Amid the chaotic celebration on the turf inside Reliant Stadium late Saturday afternoon, a loud voice boomed.

“Come on, men,” Southern football coach Dawson Odums bellowed to his smiling, laughing and dancing players. “Come on. Get your helmets.”

Even as the Jaguars were celebrating their Southwestern Athletic Conference Championship, Odums was orchestrating his team — his program.

The allotted time for Southern to celebrate its heart-pounding, 34-27 double-overtime, marathon victory against Jackson State had expired.

It was time for the players to grab their stuff, get back to the locker room and reflect on the university’s first conference championship in 10 years.

It was mission accomplished for Odums’ team, but Odums’ mission continues.

It began 15 months ago when he took over a team in disarray after Stump Mitchell was fired in the wake of an ugly 0-2 start.

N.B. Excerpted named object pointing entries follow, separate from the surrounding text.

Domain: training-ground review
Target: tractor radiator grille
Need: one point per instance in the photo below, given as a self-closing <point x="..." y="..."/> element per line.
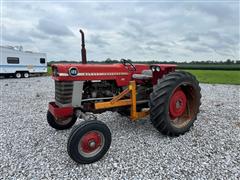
<point x="63" y="92"/>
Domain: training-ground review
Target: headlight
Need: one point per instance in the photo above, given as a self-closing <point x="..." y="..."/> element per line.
<point x="153" y="68"/>
<point x="158" y="68"/>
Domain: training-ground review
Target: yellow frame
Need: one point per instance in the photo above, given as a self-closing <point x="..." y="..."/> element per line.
<point x="117" y="102"/>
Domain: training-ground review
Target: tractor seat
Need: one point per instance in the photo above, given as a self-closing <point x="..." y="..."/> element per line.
<point x="146" y="74"/>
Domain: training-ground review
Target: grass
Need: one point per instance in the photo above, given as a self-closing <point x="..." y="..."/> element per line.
<point x="217" y="76"/>
<point x="211" y="76"/>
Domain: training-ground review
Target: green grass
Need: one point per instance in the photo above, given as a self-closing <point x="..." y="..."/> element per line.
<point x="210" y="76"/>
<point x="217" y="76"/>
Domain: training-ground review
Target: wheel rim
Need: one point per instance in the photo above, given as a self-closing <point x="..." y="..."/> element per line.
<point x="178" y="103"/>
<point x="182" y="105"/>
<point x="18" y="75"/>
<point x="26" y="75"/>
<point x="91" y="143"/>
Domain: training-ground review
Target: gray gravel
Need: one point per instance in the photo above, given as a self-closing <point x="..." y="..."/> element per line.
<point x="29" y="148"/>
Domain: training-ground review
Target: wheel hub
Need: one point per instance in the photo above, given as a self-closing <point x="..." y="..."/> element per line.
<point x="178" y="103"/>
<point x="90" y="142"/>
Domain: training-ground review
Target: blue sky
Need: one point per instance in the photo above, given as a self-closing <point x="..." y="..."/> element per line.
<point x="137" y="30"/>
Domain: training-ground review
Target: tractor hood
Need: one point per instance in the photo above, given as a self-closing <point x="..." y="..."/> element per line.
<point x="122" y="74"/>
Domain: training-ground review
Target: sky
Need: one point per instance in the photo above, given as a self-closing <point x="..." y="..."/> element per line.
<point x="136" y="30"/>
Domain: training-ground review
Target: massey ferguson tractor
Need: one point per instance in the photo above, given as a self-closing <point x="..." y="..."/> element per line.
<point x="171" y="98"/>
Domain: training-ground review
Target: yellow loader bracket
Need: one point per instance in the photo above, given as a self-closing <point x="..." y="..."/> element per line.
<point x="117" y="101"/>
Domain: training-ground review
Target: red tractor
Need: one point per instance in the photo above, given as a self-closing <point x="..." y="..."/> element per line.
<point x="172" y="98"/>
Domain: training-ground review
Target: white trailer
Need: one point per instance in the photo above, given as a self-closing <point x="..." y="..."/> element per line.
<point x="15" y="61"/>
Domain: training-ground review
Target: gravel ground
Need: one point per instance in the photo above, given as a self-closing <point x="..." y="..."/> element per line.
<point x="30" y="149"/>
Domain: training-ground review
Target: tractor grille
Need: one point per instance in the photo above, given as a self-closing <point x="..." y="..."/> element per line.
<point x="63" y="92"/>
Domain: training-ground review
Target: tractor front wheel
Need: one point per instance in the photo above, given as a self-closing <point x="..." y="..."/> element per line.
<point x="175" y="103"/>
<point x="60" y="124"/>
<point x="89" y="142"/>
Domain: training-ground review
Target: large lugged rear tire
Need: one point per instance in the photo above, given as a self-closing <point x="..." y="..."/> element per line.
<point x="175" y="103"/>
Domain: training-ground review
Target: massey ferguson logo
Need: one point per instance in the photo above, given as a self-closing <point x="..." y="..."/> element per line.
<point x="73" y="71"/>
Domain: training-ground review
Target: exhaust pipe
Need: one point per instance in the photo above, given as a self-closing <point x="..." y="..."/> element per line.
<point x="83" y="50"/>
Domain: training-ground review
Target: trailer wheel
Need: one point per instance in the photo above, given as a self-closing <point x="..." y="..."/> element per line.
<point x="89" y="142"/>
<point x="26" y="74"/>
<point x="60" y="124"/>
<point x="175" y="103"/>
<point x="18" y="75"/>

Odums and the team salvaged some respectability by winning four of the last nine games, convincing Athletic Director William Broussard to hire Odums full time nearly one year ago.

Another 0-2 start ensued this year, but then the wins started coming and formed this unanticipated championship run. Two victories were followed by a last-minute loss to the team the Jaguars would meet again Saturday.

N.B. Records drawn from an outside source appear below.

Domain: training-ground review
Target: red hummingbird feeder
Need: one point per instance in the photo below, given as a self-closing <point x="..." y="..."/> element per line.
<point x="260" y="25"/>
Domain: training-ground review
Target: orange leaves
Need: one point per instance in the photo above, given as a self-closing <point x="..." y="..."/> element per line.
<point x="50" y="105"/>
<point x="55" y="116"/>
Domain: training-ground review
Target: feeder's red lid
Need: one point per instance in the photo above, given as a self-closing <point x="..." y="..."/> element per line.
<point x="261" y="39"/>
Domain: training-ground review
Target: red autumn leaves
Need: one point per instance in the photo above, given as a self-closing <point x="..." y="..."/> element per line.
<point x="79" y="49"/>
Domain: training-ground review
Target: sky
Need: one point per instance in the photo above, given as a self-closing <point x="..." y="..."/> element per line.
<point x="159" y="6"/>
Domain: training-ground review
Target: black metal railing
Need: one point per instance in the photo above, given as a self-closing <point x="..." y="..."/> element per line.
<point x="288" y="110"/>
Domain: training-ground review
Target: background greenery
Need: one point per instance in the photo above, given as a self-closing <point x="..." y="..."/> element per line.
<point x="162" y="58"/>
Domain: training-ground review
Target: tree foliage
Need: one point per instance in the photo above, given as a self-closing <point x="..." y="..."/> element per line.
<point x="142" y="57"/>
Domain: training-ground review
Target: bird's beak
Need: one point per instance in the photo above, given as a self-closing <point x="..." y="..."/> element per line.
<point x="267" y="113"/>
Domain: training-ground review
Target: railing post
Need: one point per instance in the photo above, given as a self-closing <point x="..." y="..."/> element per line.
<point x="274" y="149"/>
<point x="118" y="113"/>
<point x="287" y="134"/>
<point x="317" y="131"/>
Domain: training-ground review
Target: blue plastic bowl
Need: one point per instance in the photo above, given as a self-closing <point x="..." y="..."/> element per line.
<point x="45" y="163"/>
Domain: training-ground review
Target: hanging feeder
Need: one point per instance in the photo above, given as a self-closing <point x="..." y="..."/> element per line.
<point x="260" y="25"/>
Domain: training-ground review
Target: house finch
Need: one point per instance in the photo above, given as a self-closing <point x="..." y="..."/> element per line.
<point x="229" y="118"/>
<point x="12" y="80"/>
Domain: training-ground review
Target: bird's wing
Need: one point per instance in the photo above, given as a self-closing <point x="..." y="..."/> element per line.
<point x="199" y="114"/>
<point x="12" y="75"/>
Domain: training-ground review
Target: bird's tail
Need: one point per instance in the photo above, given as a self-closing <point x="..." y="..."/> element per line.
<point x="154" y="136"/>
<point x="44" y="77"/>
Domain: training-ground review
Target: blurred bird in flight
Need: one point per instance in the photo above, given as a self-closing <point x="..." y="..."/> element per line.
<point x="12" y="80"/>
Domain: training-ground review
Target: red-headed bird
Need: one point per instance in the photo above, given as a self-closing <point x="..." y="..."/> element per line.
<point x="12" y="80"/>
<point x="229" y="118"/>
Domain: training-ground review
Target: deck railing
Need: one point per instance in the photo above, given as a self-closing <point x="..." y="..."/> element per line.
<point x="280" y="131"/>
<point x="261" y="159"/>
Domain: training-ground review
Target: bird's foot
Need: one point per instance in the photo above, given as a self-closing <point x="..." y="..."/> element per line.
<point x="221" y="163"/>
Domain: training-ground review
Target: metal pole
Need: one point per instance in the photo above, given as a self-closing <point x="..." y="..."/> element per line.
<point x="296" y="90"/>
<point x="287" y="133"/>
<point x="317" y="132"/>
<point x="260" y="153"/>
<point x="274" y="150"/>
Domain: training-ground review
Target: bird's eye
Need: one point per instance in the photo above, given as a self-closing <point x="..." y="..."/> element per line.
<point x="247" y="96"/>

Two more wins were followed by an overtime loss to Alcorn State — one of four overtime games Southern would play. That was the only overtime game that ended in defeat and the last game this season that would end in a loss.

The Jaguars won their last four regular-season games, earning a trip to the conference title game for the first time in nine years.

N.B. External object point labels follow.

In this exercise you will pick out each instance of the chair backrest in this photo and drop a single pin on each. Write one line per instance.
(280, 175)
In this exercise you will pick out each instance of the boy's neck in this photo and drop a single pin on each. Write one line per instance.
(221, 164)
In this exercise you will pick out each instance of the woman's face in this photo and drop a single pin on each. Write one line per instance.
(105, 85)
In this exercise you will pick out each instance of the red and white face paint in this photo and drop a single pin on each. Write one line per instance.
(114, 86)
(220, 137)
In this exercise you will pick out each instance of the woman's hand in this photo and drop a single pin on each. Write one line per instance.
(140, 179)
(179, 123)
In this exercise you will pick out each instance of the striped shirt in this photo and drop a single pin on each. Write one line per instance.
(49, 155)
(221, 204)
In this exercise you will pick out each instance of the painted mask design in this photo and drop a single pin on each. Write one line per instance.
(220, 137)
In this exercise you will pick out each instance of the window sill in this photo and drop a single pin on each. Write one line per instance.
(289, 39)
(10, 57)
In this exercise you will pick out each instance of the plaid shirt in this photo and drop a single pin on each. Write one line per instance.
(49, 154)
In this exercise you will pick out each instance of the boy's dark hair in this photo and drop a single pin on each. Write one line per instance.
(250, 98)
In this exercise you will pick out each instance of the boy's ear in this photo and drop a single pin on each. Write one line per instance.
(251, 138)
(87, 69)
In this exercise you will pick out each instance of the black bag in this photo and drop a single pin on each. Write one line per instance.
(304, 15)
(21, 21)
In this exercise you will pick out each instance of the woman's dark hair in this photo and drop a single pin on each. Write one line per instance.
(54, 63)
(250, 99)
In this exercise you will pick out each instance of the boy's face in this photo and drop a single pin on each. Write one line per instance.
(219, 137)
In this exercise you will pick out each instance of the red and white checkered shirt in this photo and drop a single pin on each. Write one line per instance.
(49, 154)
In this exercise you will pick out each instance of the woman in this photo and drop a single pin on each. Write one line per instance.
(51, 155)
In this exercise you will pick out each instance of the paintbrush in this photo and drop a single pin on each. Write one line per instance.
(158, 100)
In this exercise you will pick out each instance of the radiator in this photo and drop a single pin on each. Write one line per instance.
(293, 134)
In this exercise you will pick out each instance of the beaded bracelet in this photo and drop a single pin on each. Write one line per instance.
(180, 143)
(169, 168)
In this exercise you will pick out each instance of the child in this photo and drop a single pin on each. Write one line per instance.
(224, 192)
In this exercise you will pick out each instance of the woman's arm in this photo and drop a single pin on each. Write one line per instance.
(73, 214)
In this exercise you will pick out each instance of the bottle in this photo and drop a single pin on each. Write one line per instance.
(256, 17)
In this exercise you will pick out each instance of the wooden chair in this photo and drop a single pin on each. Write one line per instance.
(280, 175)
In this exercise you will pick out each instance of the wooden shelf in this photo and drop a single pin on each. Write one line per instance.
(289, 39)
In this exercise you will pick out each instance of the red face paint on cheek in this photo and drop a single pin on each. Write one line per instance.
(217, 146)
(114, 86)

This was all new to these players — a winning season, a division title, a chance to play for a conference championship.

On Saturday morning, Odums showed his players a video that was a compilation of all the work they had done from the start of spring practice through last week’s Bayou Classic victory against Grambling.

Its purpose?

Jackson State had played in the SWAC title game a year ago and was undefeated in the league this season before losing its last game against Alcorn State in a contest that had no bearing on the standings. Odums knew his team was generally considered an underdog and he didn’t mind playing that up to them.

“We showed them that video to remind them of how hard they had worked,” Odums said, “and that they had just as much right to be here even though we weren’t the favorite.”

Odums said he was “very disappointed” that only three of his players had been chosen to the SWAC’s all-conference team. He wondered how the team that won the league championship could have done so with just three players considered among the best among their peers.

But he has a plan to change that, too.

Odums said he would be on the road Monday recruiting, trying to secure commitments from high school seniors who can come to Southern and continue to build on the success of this season.

“I want to get back here next year,” Odums said, “so I can show people that we’re building a program at Southern.”

Odums talks a lot about building a program that competes at the highest level on a consistent basis, one that players form a lifelong attachment to, one that inspires them to give back to — and come back to.

Southern used to have a football program like that.

Last month, members of the Jaguars’ previous SWAC championship team were honored at the final home game. Players from that 2003 team spoke to this year’s team about their experience with the program in its heyday.

As Odums reflected on this year’s championship, he was flanked by two seniors who played their last game Saturday and left the program better than they found it, left it as champions.

Seated to Odums’ left was quarterback Dray Joseph, who has thrown more touchdown passes than any other Jaguars quarterback.

Seated to his right was linebacker Anthony Balancier, whom Odums disciplined earlier in the season when Balancier disrespected an opponent in comments to the media.

They were the offensive and defensive most valuable players of the game.

Both were team captains, examples of what this program can accomplish.

“Ten years from now, when we have our first reunion,” Odums said, “and we refer back to the past, I can call on my own.”

Odums said these players “will never forget this moment.”

It’s certain that Odums won’t forget this moment, either — the day his fledgling program produced a championship team.